Attend a city council meeting.
Join a mutual aid group.
Ask someone, “What do you need?”
Bring food. Offer rides. Show up.
Be part of a community code that says: We don’t lie. We don’t sneak. We don’t manipulate. We ask for help. We say, “I don’t know.” We share.
This is village-mindedness. It doesn’t put you at the center. It puts us at the center. And in that shift, there is healing—not because it will fix everything (it won’t), but because connection makes survival possible. Because solidarity is a balm. Because belonging, even in grief, may be the most powerful antidote to despair.
So rest when you need. Get back in the water when you can. Let others share the ocean. And together, let’s keep learning to surf.

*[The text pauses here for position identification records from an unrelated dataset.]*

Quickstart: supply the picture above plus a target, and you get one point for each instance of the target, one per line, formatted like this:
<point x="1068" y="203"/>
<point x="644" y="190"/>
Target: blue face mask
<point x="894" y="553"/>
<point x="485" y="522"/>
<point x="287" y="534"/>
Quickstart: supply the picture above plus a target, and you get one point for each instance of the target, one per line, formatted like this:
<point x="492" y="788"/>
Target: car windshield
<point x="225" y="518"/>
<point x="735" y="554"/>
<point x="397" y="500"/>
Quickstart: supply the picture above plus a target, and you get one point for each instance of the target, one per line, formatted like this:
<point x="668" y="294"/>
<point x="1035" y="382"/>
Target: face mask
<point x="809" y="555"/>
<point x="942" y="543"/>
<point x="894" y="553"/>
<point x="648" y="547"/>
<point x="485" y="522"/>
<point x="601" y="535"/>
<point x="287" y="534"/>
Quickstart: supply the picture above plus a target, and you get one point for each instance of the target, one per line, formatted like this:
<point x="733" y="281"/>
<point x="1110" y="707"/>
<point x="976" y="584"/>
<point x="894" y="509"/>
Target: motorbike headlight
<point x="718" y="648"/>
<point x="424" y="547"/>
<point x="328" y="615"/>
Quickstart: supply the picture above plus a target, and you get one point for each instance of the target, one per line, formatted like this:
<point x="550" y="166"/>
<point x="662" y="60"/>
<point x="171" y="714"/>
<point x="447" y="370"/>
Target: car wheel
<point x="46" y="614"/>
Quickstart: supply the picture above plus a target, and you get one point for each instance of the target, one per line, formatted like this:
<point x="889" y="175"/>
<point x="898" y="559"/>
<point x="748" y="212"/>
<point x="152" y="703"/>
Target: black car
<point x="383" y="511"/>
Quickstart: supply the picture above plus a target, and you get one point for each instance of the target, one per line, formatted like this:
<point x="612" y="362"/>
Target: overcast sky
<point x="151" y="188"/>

I needed this. Your perspective and thoughtfulness hit the mark. I am sharing it with friends and family. We are lucky to live in a wonderful neighborhood. We are all "long in the tooth" at this point, and we rely on each other more and more. I have been beyond angry and balistic with the chaos around us, your writing is sustenance. Thanks a lot.
Thank you for sharing this. Alternative ways to process my overwhelming sadness over this entire regime are very helpful. I am usually an optimist and try to find joy wherever I can but it has become an exhausting endeavour. Surfing will help!